Keywords

1 Introduction

Clustering is an unsupervised classification technique in which patterns or feature vectors or data items are organized in clusters/groups based on similarity, such that the data within the same cluster have high degree of similarity and patterns belonging to different clusters have high degree of dissimilarity. Jain et al. [1] provides a survey on clustering algorithms and Jain and Gajbhiye [2] provides a comparative performance analysis on different clustering algorithms. However, the clustering techniques can be broadly classified into two types: hierarchical and partitional. Hierarchical clustering proceeds successively by either merging smaller clusters into larger ones, or by splitting larger clusters into smaller ones and generates a hierarchy of partitions in which each partition is nested within the partition at the next level in the hierarchy. On the other hand, partitional clustering attempts to directly decompose the data set into a set of disjoint clusters.

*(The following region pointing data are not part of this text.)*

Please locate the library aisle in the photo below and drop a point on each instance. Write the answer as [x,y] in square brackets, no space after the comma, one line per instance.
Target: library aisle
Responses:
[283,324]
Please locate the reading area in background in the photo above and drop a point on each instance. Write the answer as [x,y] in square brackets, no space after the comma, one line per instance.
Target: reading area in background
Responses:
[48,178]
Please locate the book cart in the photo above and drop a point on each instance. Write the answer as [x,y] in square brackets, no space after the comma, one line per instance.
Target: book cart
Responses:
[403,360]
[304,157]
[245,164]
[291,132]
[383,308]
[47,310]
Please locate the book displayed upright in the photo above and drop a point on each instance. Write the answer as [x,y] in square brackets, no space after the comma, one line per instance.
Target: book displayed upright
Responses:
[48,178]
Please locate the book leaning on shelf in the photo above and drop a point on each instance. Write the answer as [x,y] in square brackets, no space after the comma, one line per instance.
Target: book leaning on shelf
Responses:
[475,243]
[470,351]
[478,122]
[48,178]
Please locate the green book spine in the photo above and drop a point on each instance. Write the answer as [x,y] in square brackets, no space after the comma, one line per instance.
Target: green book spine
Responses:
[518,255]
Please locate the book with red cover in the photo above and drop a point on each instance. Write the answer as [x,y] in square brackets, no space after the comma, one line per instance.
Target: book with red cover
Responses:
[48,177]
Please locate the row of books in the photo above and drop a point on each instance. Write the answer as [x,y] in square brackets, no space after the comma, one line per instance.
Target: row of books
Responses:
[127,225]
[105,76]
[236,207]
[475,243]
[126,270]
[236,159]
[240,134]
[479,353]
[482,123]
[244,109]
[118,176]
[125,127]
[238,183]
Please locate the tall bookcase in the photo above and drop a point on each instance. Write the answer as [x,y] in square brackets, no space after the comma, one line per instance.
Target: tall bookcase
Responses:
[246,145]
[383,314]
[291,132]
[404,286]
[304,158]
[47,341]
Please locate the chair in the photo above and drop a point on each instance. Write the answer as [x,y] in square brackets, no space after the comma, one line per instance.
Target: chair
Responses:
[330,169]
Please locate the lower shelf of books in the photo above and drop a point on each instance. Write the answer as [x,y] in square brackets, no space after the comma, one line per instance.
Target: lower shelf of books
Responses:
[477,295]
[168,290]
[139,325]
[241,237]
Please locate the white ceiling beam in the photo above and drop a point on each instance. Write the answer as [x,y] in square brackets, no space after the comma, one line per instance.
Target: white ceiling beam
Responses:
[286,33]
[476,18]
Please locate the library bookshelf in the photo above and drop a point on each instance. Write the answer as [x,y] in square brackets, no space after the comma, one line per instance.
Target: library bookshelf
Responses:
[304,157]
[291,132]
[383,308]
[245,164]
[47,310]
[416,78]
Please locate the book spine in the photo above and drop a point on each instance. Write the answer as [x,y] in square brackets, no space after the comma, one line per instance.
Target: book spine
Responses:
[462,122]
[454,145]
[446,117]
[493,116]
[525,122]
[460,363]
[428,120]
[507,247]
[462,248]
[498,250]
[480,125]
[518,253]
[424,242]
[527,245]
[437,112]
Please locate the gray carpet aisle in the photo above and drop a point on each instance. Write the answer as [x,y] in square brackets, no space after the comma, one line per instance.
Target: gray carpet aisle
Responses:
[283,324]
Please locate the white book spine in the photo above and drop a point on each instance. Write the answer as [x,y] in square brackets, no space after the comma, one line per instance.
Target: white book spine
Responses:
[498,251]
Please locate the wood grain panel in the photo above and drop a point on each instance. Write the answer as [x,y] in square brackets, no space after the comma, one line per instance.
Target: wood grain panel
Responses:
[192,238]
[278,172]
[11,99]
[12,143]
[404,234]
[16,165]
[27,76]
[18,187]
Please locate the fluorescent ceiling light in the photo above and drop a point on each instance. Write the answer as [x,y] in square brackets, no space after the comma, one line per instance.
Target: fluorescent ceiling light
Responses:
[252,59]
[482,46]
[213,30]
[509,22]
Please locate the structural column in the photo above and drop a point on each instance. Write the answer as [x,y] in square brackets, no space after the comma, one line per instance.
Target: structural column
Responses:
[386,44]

K-Means clustering algorithm [2, 3] is a well-known partitioning based technique which partitions n-patterns into k-clusters with each pattern belongs to the cluster with the nearest mean. For improving the performance and efficiency of K-Means clustering, various and numerous methods have been proposed. Dash et al. [4] proposed a clustering approach by hybridizing K-Means algorithm with principal component analysis (PCA) to reduce dimensionality of data set. Additionally employed a new method obtain the initial centroid values by finding the mean of all the data sets divided into k different sets in ascending order. This approach has the demerit of taking large amount of time and it may eliminate some of the features which are also important. However, Yedla et al. [5] proposed an enhanced K-Means algorithm with improved initial center using the distance from the origin to improve the performance of K-Means algorithm. Although, this approach seems to solve the initialization problem but does not give any guarantee better time complexity. For reducing the computational time Fahim et al. [6] proposed a clustering method by considering initial centroids randomly. However, this method does not provide unique result due to very sensitive to randomly selected initial center points. Zhang and Xia [7] proposed the initial centroids algorithm based on K-Means that have avoided alternate randomness of initial centroids. Despite of several years of research on improving the performance of K-Means algorithm, the major drawback is its chances to trapping to local optima because it is an iterative and hill climbing method. Therefore in order to achieve diversification property hybridization with some global optimization technique is required.

Obtaining the optimal centroids for the clusters can be considered as a multimodal search problem. Therefore, any global optimization like technique differential evolution (DE) [8], genetic algorithm (GA) [9], particle swarm optimization (PSO) [10], ant colony optimization (ACO) [11], a bee colony optimization (BCO) [12], an evolutionary strategy (ES) [13], quantum inspired algorithms (QEA) [14], chemical reaction optimization (CRO) [1517] etc. can be used for clustering. Motivated by this few authors have applied global optimization techniques like genetic algorithm [1820], differential evolution [21], Teaching-Learning-Based Optimization [22, 23] algorithms to clustering problems and have shown better performance. However, the major drawback of these approaches is that obtaining a trade-off between diversification and intensification. Motivated by this, a hybridization of K-Means algorithm (used to intensify some of the solutions) and CRO algorithm (diversifies the solution space) is used.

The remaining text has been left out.